Aspire’s favorite Banana-berry pancakes
Need something to look forward to on a Saturday morning that also serves as convenient healthy food to pop in the toaster all week long?
TRY THESE PANCAKES! They are awesome after a long run, or to fuel-up before a day at the field. They digest easily, remain within the LOWFOD frame, as long as the ingredient choices are modified correctly.
PREP TIP: We triple up on the recipe, freeze leftovers, and then toast for a quick grab’n go snack.

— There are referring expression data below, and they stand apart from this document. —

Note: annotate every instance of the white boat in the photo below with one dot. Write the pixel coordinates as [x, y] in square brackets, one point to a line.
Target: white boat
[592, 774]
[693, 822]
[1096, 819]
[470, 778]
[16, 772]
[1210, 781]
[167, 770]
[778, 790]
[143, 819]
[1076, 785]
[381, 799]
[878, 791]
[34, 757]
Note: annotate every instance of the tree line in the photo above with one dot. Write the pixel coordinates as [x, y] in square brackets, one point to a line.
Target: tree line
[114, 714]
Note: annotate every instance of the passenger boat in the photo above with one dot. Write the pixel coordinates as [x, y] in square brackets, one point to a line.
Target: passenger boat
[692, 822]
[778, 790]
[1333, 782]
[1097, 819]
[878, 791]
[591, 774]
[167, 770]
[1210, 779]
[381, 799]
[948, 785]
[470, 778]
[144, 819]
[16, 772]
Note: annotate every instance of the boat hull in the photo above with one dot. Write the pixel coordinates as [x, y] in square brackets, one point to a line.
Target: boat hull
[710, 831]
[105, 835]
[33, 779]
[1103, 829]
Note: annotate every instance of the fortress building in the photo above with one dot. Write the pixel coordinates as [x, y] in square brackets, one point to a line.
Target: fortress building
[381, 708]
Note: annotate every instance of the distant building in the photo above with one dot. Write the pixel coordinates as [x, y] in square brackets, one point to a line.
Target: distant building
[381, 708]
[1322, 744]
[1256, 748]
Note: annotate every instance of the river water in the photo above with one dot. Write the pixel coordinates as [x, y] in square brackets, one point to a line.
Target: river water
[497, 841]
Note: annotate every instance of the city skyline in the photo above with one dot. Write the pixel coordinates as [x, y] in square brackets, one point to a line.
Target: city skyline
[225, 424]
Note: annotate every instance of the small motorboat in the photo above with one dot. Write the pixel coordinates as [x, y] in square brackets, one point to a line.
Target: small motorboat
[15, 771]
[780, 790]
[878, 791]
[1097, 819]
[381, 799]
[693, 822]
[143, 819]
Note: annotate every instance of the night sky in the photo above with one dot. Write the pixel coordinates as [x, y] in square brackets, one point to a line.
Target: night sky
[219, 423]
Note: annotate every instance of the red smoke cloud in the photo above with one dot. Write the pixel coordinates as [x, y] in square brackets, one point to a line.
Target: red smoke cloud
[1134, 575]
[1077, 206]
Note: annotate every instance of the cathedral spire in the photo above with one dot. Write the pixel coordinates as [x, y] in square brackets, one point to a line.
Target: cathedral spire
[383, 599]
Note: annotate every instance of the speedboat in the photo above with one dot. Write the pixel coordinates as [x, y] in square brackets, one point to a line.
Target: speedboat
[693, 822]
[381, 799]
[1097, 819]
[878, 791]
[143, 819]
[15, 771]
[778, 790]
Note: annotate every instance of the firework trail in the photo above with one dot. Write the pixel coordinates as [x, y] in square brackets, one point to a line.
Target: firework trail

1 sliced ripe banana (potassium)
1 cup unsweetened protein milk (calcium/protein/omegas)
2 eggs (protein/leucine)
1 teaspoon organic vanilla (flavor)
2 cups flour of choice or choice or GF pancake mix (omit salts/leavening)
1½ teaspoon baking powder (fresh)
¼ teaspoon Himalayan pink salt
1 cup berries, plus more for topping (antioxidants)
2 teaspoons oil, and a bit more for the pan
Maple syrup, topping & serving
· Berries + a drizzle of maple syrup + dash of ginger & cinnamon
1. Blend in your blender: banana, milk, eggs and vanilla.
2. In a medium sized bowl, mix together the dry ingredients. Pour the banana/milk mixture into the dry ingredients and stir until combined. Stir in the berries.
3. Heat a few teaspoons of oil in a large skillet over medium heat. Scoop the pancake batter into the pan. Flip when bubbles form in the batter. Let the second side cook for about 60 seconds and remove from heat.
4. For the berry topping, place berries in a small bowl with a little bit of maple syrup. Microwave for 20-30 seconds or until they soften.
5. Pour over pancakes before serving with a dash of cinnamon & ginger.